MK-SQuIT is a synthetic dataset containing English and SPARQL query pairs. The assembly of question-query pairs is handled with very little human intervention, sidestepping the tedious and costly process of hand labeling data. A neural machine translation model can then be trained on such a dataset, allowing laymen users to access information rich knowledge graphs without an understanding of query syntax.

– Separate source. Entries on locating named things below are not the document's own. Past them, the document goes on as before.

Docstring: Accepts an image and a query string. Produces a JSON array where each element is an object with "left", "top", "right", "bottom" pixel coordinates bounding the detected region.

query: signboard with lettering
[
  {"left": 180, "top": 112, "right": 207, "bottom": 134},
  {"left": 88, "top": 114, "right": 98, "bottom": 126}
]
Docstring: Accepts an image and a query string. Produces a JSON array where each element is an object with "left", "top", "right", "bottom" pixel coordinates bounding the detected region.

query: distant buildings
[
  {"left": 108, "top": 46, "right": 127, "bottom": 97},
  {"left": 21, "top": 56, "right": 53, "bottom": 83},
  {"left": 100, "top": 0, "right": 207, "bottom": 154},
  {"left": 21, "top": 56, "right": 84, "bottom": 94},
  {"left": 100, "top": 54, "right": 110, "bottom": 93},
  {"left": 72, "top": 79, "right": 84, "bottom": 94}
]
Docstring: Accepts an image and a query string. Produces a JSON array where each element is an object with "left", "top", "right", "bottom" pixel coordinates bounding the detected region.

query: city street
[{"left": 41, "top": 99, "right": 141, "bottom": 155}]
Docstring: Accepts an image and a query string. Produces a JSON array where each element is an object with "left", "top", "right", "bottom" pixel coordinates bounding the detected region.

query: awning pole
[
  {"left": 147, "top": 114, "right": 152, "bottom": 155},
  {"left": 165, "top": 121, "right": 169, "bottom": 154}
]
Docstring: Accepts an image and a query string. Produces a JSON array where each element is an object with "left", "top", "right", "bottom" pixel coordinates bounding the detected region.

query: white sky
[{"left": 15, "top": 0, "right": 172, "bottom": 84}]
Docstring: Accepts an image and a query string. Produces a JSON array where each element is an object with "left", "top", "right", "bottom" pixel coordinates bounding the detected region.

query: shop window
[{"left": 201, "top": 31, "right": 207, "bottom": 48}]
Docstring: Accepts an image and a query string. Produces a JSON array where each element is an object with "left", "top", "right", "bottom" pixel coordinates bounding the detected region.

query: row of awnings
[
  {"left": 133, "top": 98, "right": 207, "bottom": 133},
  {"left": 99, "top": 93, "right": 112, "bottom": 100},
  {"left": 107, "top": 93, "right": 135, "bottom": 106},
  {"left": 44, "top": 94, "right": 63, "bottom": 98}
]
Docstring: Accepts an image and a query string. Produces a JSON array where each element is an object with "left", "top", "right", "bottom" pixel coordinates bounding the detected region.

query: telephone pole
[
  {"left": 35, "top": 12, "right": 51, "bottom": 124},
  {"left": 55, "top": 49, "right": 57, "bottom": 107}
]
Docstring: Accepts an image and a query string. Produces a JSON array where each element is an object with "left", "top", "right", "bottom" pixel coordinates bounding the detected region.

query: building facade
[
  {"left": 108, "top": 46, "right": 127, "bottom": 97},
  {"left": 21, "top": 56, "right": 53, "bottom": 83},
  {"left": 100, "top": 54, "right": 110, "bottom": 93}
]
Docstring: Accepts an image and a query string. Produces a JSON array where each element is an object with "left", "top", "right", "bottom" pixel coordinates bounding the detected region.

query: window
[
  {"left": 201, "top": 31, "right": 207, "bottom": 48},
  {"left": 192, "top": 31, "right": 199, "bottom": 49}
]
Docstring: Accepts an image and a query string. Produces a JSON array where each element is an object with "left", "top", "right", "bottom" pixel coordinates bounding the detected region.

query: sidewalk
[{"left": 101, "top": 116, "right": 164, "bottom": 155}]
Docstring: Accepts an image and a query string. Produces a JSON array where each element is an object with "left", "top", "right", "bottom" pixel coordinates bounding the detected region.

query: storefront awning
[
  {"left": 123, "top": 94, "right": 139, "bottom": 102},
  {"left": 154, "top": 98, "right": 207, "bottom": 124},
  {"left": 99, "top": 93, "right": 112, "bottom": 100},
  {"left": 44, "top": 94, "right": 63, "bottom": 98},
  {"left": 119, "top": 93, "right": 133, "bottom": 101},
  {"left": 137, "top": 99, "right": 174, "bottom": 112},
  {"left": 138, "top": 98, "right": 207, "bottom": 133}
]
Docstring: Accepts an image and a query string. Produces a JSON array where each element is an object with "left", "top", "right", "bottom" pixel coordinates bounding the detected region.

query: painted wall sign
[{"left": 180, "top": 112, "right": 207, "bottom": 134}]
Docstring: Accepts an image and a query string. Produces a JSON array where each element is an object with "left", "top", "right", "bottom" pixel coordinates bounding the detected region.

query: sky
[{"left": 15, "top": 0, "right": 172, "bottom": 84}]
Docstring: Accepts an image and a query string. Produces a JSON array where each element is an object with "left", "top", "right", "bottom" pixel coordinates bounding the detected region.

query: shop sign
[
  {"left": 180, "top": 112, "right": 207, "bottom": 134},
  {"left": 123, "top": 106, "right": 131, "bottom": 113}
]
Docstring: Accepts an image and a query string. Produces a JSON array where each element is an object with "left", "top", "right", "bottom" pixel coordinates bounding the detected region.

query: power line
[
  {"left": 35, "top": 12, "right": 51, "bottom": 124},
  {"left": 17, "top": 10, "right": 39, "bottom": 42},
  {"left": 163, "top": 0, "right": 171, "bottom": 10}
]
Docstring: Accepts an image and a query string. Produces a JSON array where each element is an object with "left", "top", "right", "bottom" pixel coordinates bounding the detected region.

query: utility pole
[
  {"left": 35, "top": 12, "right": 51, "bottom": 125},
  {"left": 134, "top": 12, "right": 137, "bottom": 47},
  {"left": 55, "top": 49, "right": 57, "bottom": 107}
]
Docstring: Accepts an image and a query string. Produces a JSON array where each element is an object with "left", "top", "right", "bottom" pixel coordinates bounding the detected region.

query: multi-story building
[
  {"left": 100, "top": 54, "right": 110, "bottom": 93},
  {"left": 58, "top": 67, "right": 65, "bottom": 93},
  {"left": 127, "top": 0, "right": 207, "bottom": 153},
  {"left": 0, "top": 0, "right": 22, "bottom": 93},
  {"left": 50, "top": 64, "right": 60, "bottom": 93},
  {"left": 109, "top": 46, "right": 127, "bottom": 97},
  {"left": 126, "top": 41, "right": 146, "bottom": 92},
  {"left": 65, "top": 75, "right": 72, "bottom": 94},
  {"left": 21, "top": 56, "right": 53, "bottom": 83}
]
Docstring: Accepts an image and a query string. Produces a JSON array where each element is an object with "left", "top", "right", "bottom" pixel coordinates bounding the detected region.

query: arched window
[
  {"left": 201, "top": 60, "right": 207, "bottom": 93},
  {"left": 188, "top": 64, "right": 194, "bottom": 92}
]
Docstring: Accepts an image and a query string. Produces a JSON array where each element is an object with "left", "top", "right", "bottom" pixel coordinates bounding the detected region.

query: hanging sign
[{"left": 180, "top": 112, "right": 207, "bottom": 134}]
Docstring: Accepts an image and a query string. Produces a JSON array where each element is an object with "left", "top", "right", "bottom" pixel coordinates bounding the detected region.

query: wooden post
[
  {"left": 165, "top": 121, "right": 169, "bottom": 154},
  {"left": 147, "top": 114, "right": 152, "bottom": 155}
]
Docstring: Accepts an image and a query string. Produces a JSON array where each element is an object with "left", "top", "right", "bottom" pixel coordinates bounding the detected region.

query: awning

For further details, see our publication: MK-SQuIT: Synthesizing Questions using Iterative Template-filling
This repository contains all the tools needed to synthetically generate question/query pairs (Text2Sparql) from a given knowledge base:
- Generation Pipeline:
mk_squit/generation
- Example Data:
data
- Generated Dataset:
out
- Baseline Model Finetuning and Evaluation:
model
- Metrics:
mk_squit/metrics
- Example Entity Resolver:
mk_squit/entity_resolver
The code in this repository, while easily adapted, is engineered for a specific dataset (WikiData), query language (SPARQL), natural language (English), and set of question/query types. Generation of data can be reproduced with the following steps:
1 . Saving Raw Data: By default, the pipeline expects entity data to be saved to files named "*-5k.json" and properties to "*-props.json".
python -m scripts.gather_wikidata --data-dir data
2. Preprocessing: The data must be cleaned and annotated before fed into the pipeline.
python -m scripts.preprocess \
--data-dir ./data \
--ent-id *-5k.json \
--prop-id *-props.json \
--num-examples-to-generate 10
Several files are generated to handle critical roles:
*-5k.json -> *-5k-preprocessed.json
Entities typically have a label and alternative labels. All labels are cleaned and grouped into a single listed field.*-props.json -> *-props-preprocessed.json
Similar to entities, property labels and alternative labels are grouped. Each label is then converted into a part-of-speech tag (POS-tag) for coherent mapping within a template (ex. "set in location" -> "VERB-NOUN"). Lastly, a typing field is added of the format[domain]->
but must be annotated to include the type[domain]->[type]
.pos-examples.txt
Samples of part-of-speech tags are sorted by number of occurrences within the raw data. This is an optional file used to determine which POS-tags are of importance for template generation.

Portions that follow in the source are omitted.